Republican House Speaker Beth Harwell last month called for Herbert Slatery's office to investigate after several women alleged inappropriate behavior by the Franklin lawmaker, both in person and via text messages.
"It's at a sensitive stage at this point," Slatery said. "And I'm really constrained to speak in any real detail about it."
In January, Durham stepped down as House majority whip and then withdrew from the House Republican caucus. He then went on a two-week hiatus from the General Assembly to seek medical and pastoral counseling. But the lawmaker has denied any wrongdoing, and has called the scope of the investigation "unreasonable."
Durham told the Williamson Herald last month that the attorney general's office has requested he turn over all electronic devices and personal email accounts.
Slatery would not say whether his office has obtained any evidence or issued any subpoenas.
"I wish I could really respond specifically to your questions, but I think you can appreciate the sensitive nature of the investigation," Slatery said in response to questioning by Democratic Rep. Bo Mitchel of Nashville.
"I'm not sure I'm going to be able to answer any of your questions on the investigation," Slatery said. "I just think it puts it in peril."
Durham did not immediately respond to an email message.
Slatery said he will report back to a special committee appointed by Harwell. He did not indicate when that report would be done.

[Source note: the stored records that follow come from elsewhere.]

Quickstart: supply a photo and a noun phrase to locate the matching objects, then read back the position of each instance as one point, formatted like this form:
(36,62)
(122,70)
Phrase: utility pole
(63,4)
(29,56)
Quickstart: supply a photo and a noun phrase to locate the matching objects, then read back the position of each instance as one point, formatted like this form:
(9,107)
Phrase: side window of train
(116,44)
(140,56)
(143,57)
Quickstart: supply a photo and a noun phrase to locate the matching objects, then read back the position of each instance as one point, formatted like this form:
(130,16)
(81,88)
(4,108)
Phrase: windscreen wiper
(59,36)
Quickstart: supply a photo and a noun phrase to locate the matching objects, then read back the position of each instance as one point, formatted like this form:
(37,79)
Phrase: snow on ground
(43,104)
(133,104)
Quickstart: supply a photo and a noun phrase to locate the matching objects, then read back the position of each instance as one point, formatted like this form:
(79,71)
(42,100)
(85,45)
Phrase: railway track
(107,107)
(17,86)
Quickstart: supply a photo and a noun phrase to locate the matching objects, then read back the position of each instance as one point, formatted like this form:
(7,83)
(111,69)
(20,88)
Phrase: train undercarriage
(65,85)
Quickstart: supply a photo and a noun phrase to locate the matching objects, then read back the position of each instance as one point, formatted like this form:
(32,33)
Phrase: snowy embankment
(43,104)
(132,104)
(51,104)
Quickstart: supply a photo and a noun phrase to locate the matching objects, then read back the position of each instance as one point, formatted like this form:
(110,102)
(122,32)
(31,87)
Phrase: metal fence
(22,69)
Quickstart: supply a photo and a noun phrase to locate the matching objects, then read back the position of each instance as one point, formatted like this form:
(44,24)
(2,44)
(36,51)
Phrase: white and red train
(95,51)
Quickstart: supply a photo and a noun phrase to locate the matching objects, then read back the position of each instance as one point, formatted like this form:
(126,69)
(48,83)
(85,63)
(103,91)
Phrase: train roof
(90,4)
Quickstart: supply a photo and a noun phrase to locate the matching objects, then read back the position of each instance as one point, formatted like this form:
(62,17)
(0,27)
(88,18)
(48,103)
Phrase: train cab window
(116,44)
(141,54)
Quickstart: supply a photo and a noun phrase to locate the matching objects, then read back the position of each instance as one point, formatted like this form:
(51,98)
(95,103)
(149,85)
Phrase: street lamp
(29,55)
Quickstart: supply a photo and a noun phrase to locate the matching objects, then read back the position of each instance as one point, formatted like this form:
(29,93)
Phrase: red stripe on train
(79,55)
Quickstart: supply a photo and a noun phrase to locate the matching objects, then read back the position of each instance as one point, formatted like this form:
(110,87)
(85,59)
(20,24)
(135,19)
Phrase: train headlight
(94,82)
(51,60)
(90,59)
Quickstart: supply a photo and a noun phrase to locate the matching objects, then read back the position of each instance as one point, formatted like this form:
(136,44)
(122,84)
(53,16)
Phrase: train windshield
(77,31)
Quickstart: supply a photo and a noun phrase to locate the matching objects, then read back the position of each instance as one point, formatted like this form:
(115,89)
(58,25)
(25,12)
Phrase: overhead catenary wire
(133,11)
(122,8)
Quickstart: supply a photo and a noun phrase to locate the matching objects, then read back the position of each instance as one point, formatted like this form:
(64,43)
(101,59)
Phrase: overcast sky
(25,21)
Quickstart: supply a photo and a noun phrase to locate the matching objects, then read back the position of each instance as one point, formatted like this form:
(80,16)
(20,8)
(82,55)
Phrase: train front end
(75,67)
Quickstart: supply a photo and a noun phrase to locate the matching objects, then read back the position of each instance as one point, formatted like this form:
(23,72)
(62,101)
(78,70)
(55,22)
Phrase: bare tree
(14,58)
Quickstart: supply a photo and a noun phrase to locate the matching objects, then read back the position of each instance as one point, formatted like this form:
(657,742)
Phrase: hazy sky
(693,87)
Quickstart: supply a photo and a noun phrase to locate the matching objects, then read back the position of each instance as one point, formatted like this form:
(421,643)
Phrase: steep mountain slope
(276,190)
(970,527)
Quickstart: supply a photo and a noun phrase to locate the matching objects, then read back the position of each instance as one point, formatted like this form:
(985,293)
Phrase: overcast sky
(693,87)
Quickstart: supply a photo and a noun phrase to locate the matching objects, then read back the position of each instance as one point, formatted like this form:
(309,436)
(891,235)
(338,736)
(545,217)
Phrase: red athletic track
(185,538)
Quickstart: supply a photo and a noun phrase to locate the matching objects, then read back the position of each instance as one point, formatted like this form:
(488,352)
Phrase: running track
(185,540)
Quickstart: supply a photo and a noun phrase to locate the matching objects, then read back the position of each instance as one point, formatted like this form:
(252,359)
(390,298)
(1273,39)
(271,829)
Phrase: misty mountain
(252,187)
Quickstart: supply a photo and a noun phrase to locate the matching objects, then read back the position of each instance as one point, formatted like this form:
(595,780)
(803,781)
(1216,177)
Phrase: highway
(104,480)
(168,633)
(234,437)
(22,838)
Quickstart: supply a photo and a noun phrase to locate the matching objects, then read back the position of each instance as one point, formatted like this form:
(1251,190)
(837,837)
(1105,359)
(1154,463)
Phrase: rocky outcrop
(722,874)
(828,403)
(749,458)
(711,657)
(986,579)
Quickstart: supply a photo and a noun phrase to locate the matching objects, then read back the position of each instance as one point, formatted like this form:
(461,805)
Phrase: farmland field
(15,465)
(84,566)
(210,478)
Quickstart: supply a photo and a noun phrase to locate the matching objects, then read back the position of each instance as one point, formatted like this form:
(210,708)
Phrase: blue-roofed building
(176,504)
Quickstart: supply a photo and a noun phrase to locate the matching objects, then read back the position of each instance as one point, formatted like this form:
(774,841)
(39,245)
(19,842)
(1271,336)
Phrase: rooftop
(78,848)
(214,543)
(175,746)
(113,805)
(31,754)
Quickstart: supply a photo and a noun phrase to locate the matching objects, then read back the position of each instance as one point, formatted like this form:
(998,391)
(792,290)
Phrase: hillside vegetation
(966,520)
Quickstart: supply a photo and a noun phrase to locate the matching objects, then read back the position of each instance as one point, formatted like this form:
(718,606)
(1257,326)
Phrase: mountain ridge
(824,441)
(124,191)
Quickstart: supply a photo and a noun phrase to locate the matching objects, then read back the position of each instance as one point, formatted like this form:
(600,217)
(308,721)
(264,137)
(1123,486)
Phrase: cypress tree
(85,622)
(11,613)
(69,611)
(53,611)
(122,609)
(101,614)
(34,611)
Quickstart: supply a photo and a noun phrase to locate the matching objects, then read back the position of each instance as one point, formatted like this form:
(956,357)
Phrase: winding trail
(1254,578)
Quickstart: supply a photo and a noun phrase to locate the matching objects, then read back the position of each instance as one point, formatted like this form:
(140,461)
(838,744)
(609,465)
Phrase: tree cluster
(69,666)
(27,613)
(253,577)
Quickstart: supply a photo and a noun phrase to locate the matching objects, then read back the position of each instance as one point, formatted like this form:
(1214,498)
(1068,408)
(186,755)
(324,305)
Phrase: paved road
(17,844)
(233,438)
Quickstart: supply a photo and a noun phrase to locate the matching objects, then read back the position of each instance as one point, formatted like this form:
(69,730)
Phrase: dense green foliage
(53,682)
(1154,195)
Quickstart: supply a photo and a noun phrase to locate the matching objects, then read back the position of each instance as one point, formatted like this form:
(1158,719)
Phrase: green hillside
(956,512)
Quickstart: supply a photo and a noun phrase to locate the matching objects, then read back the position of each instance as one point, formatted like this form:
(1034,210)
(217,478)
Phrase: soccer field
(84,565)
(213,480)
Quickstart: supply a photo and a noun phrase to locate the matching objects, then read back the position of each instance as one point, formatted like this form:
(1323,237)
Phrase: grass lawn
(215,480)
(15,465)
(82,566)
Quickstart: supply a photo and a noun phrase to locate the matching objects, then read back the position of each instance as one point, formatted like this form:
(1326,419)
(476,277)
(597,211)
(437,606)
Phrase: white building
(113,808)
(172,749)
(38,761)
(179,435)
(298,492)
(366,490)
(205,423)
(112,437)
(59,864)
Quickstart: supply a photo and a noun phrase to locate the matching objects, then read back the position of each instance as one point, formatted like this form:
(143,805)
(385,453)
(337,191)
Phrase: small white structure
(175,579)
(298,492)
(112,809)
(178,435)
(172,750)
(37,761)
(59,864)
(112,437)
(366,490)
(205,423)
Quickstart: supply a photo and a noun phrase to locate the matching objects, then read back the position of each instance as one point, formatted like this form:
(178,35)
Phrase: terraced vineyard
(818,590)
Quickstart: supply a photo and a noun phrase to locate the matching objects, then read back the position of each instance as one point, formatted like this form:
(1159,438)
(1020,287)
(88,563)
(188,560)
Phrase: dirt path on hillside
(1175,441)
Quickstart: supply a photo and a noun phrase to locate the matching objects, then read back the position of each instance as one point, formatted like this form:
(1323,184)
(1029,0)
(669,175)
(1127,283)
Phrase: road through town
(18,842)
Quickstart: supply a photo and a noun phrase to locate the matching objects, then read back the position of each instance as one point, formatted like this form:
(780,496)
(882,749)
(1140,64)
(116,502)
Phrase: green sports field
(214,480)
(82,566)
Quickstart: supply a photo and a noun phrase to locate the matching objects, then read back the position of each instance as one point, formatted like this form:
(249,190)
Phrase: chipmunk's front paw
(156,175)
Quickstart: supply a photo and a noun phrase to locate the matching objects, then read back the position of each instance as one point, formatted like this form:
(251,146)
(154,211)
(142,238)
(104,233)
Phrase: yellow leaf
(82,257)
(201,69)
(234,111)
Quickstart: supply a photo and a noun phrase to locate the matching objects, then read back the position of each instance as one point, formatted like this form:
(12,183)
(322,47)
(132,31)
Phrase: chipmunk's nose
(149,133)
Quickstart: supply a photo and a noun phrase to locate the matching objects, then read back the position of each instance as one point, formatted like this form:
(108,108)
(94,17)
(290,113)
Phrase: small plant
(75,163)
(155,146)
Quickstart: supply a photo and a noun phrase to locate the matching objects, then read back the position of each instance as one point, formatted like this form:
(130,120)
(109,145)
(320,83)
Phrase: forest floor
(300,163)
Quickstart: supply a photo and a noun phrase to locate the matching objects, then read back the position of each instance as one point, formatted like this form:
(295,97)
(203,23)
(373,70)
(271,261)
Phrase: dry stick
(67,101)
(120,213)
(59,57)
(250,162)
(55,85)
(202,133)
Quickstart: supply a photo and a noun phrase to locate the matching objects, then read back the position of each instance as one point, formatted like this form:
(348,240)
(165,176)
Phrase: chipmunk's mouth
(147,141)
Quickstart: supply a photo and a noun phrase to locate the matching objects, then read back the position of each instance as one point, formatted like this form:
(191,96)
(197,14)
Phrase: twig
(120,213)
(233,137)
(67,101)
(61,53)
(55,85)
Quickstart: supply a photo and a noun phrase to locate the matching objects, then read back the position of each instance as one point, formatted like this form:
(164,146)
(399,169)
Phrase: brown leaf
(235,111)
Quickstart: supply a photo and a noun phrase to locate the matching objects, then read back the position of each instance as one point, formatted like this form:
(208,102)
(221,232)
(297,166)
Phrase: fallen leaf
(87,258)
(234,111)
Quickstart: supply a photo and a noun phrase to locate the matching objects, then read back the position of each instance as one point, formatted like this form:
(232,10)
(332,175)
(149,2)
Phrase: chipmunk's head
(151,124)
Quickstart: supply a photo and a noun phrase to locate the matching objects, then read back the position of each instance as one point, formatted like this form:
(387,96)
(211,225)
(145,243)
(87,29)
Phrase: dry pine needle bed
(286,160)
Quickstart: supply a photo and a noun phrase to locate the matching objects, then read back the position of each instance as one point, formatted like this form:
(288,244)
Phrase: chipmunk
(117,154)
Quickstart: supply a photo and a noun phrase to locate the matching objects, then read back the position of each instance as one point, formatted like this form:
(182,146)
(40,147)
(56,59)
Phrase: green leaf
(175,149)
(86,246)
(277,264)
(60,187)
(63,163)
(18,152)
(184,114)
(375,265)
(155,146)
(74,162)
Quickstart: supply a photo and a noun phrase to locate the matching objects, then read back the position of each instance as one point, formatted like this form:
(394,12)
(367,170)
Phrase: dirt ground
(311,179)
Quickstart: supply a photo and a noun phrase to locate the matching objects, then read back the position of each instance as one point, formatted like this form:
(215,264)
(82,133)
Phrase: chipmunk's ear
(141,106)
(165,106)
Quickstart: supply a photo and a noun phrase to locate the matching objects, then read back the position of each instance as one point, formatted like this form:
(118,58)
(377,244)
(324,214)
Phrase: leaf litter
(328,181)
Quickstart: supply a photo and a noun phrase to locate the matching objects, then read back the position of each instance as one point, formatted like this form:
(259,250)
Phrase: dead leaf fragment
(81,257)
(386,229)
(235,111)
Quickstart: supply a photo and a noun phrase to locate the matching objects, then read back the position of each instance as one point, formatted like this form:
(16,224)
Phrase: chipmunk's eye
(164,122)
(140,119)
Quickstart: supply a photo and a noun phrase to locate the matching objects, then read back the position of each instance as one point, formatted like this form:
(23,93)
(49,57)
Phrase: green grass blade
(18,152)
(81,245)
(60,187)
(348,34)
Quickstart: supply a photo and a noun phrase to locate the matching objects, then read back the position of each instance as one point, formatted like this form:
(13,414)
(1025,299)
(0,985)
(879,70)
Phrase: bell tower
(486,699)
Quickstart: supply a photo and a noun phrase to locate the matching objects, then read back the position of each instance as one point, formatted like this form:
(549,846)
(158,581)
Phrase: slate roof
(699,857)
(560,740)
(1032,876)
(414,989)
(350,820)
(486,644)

A number of GOP leaders have called for Durham to step down, including Gov. Bill Haslam, House Speaker Beth Harwell, Senate Speaker Ron Ramsey and state Republican Party Chairman Ryan Haynes.
Durham's colleagues also questioned previous behavior that included writing a letter on House stationery on behalf of a former pastor who pleaded guilty to child porn possession and statutory rape of a 16-year-old parishioner.
Prosecutors in 2014 sought fraud charges against Durham on allegations of altering medical prescriptions, but a grand jury declined to indict the lawmaker.